Д. И. Курский в своем обращении к Президиуму ВЦИК от 26 августа 1920 г. писал о развернувшемся на местах процессе ликвидации коллегий правозаступников, комплектовавшихся «почти повсеместно из обломков буржуазной адвокатуры, а то и просто подпольных адвокатов». Он предлагал упразднить существующую организацию защиты и в качестве защитников привлечь «способных к тому лиц на началах трудовой повинности»[38].
По Положению о народном суде от 21 октября 1920 г. коллегии защитников и обвинителей были упразднены, защита и обвинение разделены[39]. Вопросам организации обвинения и защиты была посвящена специальная Инструкция НКЮ от 23 ноября 1920 г., согласно которой «к защите, организуемой в порядке выполнения общественной повинности, привлекались все граждане, которые по своей профессии, образованию, партийному или служебному опыту были подготовлены к исполнению обязанностей защитников в суде»[40].
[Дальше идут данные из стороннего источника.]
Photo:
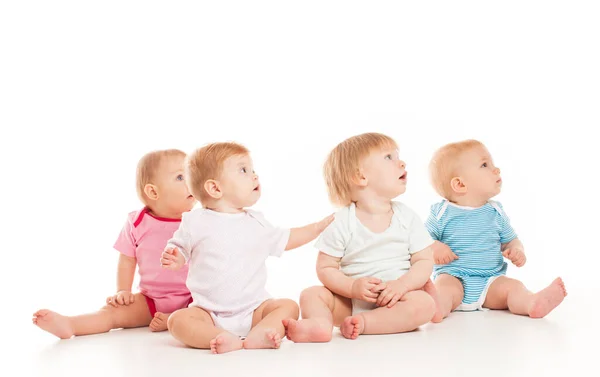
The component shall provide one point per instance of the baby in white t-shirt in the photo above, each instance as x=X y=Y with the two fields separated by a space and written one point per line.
x=375 y=258
x=226 y=246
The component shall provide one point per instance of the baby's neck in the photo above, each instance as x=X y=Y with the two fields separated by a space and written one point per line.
x=469 y=202
x=158 y=211
x=373 y=205
x=223 y=207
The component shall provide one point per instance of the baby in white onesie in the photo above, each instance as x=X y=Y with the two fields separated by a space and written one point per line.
x=226 y=246
x=375 y=258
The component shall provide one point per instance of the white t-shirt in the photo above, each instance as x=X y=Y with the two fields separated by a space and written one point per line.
x=226 y=255
x=384 y=255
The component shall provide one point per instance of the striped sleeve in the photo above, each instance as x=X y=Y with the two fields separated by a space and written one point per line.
x=507 y=233
x=432 y=223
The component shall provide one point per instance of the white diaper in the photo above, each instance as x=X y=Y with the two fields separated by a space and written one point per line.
x=477 y=305
x=238 y=324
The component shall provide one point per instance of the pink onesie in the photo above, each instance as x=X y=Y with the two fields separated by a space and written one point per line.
x=144 y=237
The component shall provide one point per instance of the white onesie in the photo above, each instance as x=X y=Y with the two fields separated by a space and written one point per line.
x=384 y=255
x=226 y=255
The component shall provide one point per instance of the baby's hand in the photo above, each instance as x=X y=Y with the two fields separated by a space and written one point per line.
x=172 y=259
x=392 y=293
x=516 y=255
x=321 y=225
x=121 y=298
x=365 y=289
x=442 y=254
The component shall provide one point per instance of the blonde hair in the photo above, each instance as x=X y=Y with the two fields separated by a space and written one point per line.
x=207 y=163
x=147 y=167
x=343 y=164
x=444 y=165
Переход к такой организации защиты прежде всего преследовал цели политические, очищение состава защитников от классово чуждых и идеологически невыдержанных элементов и не имел ничего общего с совершенствованием организации защиты в советском судебном процессе.
Отсутствие юридически грамотных кадров привело к тому, что при недостатке лиц, выполнявших эту функцию в порядке общественной повинности, к защите могли привлекаться консультанты отделов юстиции и даже близкие родственники обвиняемого. Эта своеобразная форма трудовой повинности в судебной области была вызвана специфическими условиями гражданской войны.
Несовершенство нового института защиты проявлялось и в том, что защитники в силу своей малограмотности не могли давать юридические консультации населению, в связи с чем эти функции были возложены на консультантов уездных и губернских бюро и отделов юстиции губисполкомов. Если в условиях гражданской войны и иностранной военной интервенции с этим можно было мириться, то с переходом к мирному строительству, расширением сферы хозяйственных интересов вновь встал вопрос о четком определении функций адвокатуры.
Окончание гражданской войны, первые большие кодификационные работы поставили на повестку дня вопрос о восстановлении таких важных институтов юстиции, как прокуратура и адвокатура.